La liste
Je présente ma liste au passeur - la liste des participants - froncement de sourcils - parce que vous commencez aujourd'hui ? - stupeur - je lui complique la vie - je le surcharge de travail - un temps - tous ceux-là ? - il me regarde incrédule - ping - je le regarde incompréhensif - pong - ça commence mal - ça oui - on ne peut pas dire que le courant passe - ça non - on ne peut pas vraiment parler de connivence spontanée - que non - il réexamine la liste - soupir - évaluation mentale de la somme de déplacements que représente cette feuille de papier - son index suit la colonne de noms - supputation - il suppute à haute voix - bon - lui, il est convoqué au greffe - le temps qu'il revienne, c'est pas la peine - lui, il ne voulait déjà pas sortir de cellule ce matin, alors - m'étonnerait qu'il veuille bouger - lui, là - une vraie tête brûlée - va vous empêcher de travailler - va enquiquiner tout le monde - vous embêtez pas avec des gus pareils - silence - bon - et puis les autres, ils sont au sport - on nous avait pas prévenus que ça commençait aujourd'hui - froncement de sourcils - bouche en coin - il secoue la feuille en espérant démêler la situation - ah, si seulement je lui disais « tant pis, je reviens demain » - comme ça le soulagerait - mais il secoue la feuille - ping - et je suis toujours là - pong - bon - qui je vous amène ? - parce que y'en aura pas des masses - déjà, ceux qui sont au sport, on peut faire une croix dessus - il m'interroge du regard - ping - je hausse les épaules - évasif - pong - pour finalement lui répondre : tout le monde - re-pong - j'ai l'impression de lui balancer une évidence - il a du mal à réaliser - hein ? - ping - je persiste - tous ceux qui souhaitent venir - pong - silence - regard de côté - il vient de perdre la première manche - objectif raté - il va falloir qu'il se déplace - qu'il aille les chercher.

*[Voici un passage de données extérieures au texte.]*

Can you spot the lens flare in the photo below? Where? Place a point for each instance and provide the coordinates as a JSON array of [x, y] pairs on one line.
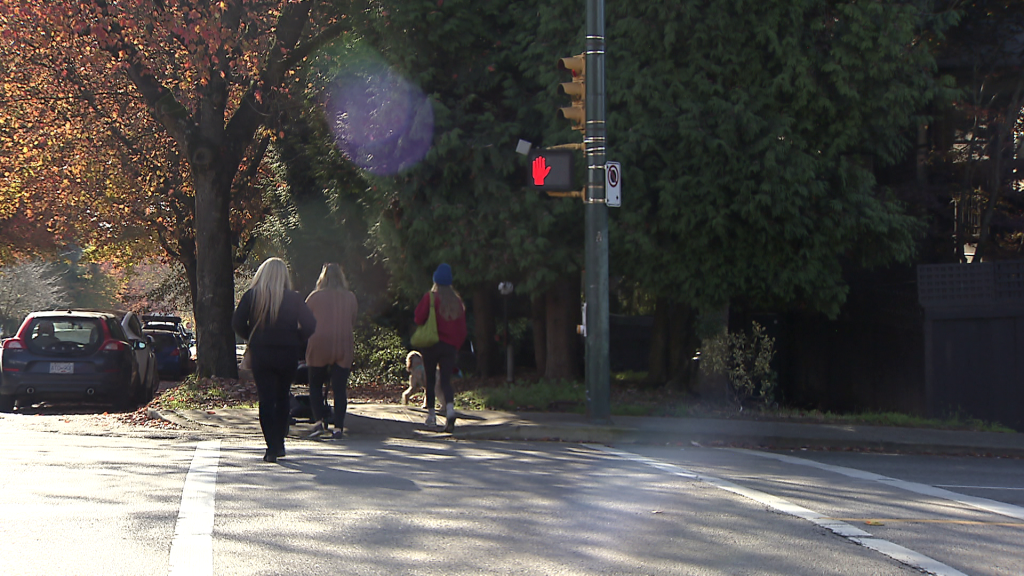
[[381, 121]]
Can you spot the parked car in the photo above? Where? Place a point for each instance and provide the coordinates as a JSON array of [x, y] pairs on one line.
[[72, 356], [168, 322], [173, 355]]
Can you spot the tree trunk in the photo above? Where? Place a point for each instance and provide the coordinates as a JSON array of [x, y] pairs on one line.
[[657, 359], [560, 315], [214, 276], [714, 387], [683, 344], [483, 323], [538, 310]]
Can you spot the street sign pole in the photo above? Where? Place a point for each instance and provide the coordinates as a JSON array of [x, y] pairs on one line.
[[596, 213]]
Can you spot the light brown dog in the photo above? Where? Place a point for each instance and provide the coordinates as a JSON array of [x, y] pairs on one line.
[[418, 379]]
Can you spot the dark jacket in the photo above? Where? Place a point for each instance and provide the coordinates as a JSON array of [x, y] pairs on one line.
[[294, 326]]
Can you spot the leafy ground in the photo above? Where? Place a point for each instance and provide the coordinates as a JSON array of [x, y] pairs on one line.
[[629, 397]]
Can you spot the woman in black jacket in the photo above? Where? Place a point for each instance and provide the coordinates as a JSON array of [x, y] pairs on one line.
[[276, 323]]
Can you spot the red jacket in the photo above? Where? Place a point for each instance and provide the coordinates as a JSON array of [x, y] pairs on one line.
[[449, 331]]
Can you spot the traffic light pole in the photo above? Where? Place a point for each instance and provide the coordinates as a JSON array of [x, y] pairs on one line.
[[596, 213]]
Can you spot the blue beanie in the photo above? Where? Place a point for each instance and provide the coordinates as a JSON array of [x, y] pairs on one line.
[[442, 276]]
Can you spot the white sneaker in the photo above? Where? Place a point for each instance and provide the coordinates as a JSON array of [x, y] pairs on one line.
[[317, 430]]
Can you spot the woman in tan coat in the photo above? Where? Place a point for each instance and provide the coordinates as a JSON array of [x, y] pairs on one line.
[[329, 354]]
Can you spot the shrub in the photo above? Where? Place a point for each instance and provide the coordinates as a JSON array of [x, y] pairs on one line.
[[747, 362], [380, 357]]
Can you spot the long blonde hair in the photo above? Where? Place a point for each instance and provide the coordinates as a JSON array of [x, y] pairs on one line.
[[451, 305], [268, 288], [332, 278]]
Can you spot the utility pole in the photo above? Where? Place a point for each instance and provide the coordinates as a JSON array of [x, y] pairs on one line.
[[596, 212]]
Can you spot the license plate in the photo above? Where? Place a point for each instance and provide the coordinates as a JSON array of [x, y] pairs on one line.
[[61, 368]]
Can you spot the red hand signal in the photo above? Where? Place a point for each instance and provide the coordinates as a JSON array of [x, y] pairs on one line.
[[541, 170]]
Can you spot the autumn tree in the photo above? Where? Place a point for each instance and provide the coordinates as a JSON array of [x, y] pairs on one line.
[[179, 90]]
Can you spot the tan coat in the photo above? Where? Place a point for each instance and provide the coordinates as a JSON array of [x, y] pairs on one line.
[[332, 342]]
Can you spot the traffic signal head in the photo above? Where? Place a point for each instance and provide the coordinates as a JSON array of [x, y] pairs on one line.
[[577, 89]]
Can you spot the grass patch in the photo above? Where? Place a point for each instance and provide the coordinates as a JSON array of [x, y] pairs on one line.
[[956, 422], [207, 394], [561, 396]]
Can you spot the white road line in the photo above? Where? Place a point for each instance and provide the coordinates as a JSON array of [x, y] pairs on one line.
[[192, 549], [854, 534], [994, 506], [977, 487]]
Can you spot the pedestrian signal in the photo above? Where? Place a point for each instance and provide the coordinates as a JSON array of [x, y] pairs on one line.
[[551, 170]]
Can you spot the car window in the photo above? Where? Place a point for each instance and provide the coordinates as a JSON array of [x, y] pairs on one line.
[[67, 335], [164, 339], [117, 332], [135, 325]]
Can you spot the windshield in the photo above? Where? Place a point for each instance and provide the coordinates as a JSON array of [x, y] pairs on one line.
[[65, 335]]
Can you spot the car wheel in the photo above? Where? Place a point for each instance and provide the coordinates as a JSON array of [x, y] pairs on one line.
[[153, 383], [126, 400]]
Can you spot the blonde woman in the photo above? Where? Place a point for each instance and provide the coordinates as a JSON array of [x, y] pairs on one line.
[[276, 322], [329, 354], [442, 357]]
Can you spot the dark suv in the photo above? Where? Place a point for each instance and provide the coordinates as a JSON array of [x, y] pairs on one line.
[[71, 356]]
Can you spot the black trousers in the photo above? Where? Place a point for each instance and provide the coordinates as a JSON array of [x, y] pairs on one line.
[[446, 357], [339, 383], [273, 370]]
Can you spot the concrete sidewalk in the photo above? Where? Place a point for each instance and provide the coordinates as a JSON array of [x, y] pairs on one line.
[[389, 420]]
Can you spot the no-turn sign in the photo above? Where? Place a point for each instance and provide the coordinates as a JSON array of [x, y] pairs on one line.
[[613, 183]]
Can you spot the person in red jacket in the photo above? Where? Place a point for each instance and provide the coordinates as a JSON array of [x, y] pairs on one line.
[[451, 315]]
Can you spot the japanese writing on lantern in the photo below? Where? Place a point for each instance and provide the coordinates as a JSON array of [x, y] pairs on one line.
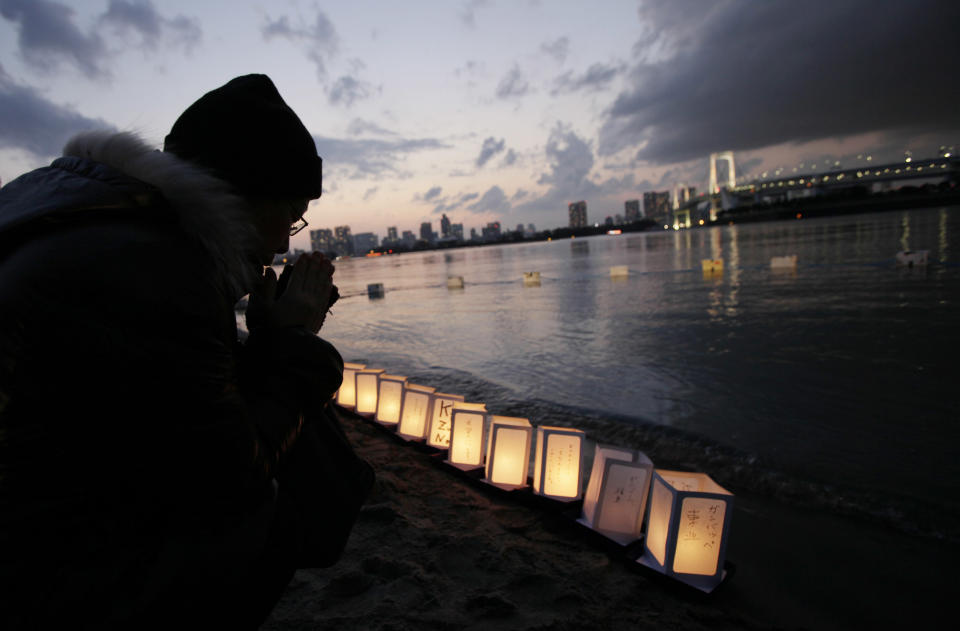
[[703, 525]]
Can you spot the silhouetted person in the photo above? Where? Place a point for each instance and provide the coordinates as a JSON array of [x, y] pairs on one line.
[[141, 445]]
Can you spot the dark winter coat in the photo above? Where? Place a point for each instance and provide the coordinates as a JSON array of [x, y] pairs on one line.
[[138, 438]]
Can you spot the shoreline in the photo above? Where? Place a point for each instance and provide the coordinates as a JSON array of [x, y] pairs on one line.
[[431, 550]]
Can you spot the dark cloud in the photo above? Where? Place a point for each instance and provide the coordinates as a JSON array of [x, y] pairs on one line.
[[747, 75], [346, 91], [491, 147], [319, 37], [597, 77], [359, 126], [370, 158], [493, 201], [513, 84], [468, 12], [34, 124], [140, 17], [558, 48], [570, 159], [48, 37]]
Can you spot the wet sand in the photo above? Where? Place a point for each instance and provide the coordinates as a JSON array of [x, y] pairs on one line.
[[433, 550]]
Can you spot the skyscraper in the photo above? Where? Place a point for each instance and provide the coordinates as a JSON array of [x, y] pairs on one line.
[[578, 214], [656, 205], [426, 232]]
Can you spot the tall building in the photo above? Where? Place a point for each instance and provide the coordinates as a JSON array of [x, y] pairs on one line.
[[578, 214], [391, 238], [656, 205], [321, 240], [343, 242], [492, 231], [364, 242]]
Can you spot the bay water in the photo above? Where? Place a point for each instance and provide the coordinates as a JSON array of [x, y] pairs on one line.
[[832, 384]]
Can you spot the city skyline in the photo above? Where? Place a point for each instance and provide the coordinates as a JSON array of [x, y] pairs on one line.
[[493, 111]]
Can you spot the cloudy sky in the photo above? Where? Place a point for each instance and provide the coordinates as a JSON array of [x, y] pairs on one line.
[[496, 109]]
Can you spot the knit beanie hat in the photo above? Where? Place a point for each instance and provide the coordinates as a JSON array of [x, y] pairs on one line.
[[248, 136]]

Soupir - bon, je vous conduis d'abord à la salle - mais je suis pas sûr de vous en ramener beaucoup - main qui claque sur la feuille - hochement de tête - ping - on va s'embêter pour pas grand-chose - ping - un temps - il espère que je vais manifester quelque embarras - faire des manières - me rétracter - mais je ne dis rien - je ne lui renvoie pas la balle - aucune balle - pas de pong - j'attends - je l'attends - guerre d'usure - comme les pistards sur les vélodromes - dans ces épreuves de sprint où l'on commence par du surplace - côte à côte - en équilibre sur le dénivelé de la piste - pour contraindre l'autre à s'élancer le premier - je ne dis toujours rien - je ne fais vraiment pas preuve de civilité - de compréhension - je ne joue pas le jeu - le jeu du ni vu ni connu - peinard - c'est mieux pour tout le monde - on ne fait rien - on ne bouge pas - et personne ne viendra nous embêter, pas vrai ? - agacement - il cède - se met en marche - il a perdu la deuxième manche.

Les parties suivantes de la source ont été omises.